What do you get when you combine an inkjet printer, 20 minutes, a penny, and a drive to fight global health inequality?
Medical diagnostics magic.
A team of Stanford engineers have developed an alternative diagnostic method that may be a potential solution to medical diagnostic inaccessibility in developing countries. Their research, published in the Proceedings of the National Academy of Sciences, overviews a tiny, reusable microchip capable of diagnosing multiple diseases. As mentioned, the tool, which they’ve dubbed FINP, is surprisingly affordable, with a production cost of just $.01, and it can be developed in 20 minutes.
The FINP chip features three layers. The reusable top layer can be printed onto the device through a standard ink-jet printer. The bottom layer is a disposable silicon chamber that holds biological fluids, while a thin barrier separates the electronics on the top from the chamber.
These diagnostic chips are created via a simple two-step process. First, the user designs whatever custom electronic configuration is needed for a particular diagnosis. Essentially, they’re designing a circuit that will isolate molecules with distinct properties, such as a particular shape, size, density, or electronic charge, when the chip’s electronic field is manipulated. Once they have their design they can print it onto a cheap plastic sheet and place it over the single-use chambers. In the future, designs for the top layer are most likely going to be downloadable, similar to how many 3D printing designs are available today.

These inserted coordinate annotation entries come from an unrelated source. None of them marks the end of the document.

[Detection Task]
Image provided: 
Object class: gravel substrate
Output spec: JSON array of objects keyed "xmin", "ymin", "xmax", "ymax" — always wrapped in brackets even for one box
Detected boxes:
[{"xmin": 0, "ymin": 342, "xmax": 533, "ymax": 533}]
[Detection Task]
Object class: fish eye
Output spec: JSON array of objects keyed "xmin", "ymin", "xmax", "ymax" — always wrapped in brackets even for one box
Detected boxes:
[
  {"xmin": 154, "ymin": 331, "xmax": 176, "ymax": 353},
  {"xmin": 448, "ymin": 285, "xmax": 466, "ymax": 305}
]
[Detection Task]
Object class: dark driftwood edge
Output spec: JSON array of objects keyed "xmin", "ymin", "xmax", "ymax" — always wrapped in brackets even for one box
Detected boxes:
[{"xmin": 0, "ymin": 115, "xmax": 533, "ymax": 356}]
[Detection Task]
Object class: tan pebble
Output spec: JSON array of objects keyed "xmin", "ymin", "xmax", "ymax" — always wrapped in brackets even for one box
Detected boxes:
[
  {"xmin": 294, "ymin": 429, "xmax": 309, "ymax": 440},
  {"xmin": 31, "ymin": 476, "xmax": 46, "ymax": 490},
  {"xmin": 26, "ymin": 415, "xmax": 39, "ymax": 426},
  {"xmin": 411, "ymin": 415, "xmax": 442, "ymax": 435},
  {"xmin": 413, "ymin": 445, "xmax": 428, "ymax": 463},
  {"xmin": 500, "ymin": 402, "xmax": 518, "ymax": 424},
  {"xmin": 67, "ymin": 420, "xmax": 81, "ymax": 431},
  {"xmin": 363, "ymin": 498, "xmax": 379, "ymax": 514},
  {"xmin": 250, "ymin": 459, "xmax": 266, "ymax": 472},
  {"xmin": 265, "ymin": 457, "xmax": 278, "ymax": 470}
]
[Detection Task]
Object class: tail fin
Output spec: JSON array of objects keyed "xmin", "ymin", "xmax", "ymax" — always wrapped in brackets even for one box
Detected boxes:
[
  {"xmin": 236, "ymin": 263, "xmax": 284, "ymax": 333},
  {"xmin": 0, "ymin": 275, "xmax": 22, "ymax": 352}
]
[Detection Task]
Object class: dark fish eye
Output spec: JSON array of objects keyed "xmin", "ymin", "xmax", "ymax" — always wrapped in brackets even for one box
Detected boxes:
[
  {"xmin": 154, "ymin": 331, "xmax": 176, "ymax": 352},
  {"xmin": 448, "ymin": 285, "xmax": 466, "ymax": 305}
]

During the study, the researchers conducted tests to see if the chip could be used to pull cancer cells from a fluid sample, and it could. They also compared the efficiency of their FINP chip against a $100,000 cytometry technique typically used to count immune cells, and both tools measured the cell count accurately.
The remarkable success of testing begs the question, “How can we get this chip around the world to help those in need?” The Stanford team is working to do just that, but acknowledges that it will take some time to ensure that the device meets all standards before moving toward commercialization.
“Any platform for diagnostics or other biomedical applications must go through several testing, validation and optimization paths before commercialization, and we’ll take and follow it very seriously,” study author Dr. Rahim Esfandyarpour tells Singularity Hub.
If they reach that point, they will have a device on their hands that could potentially cut costs down tremendously in diagnosing equipment while simultaneously preventing the spread of infection around the world. The team is optimistic that their device can make a difference, as they should be. A penny chip that can detect disease is one reminder that we are in the future.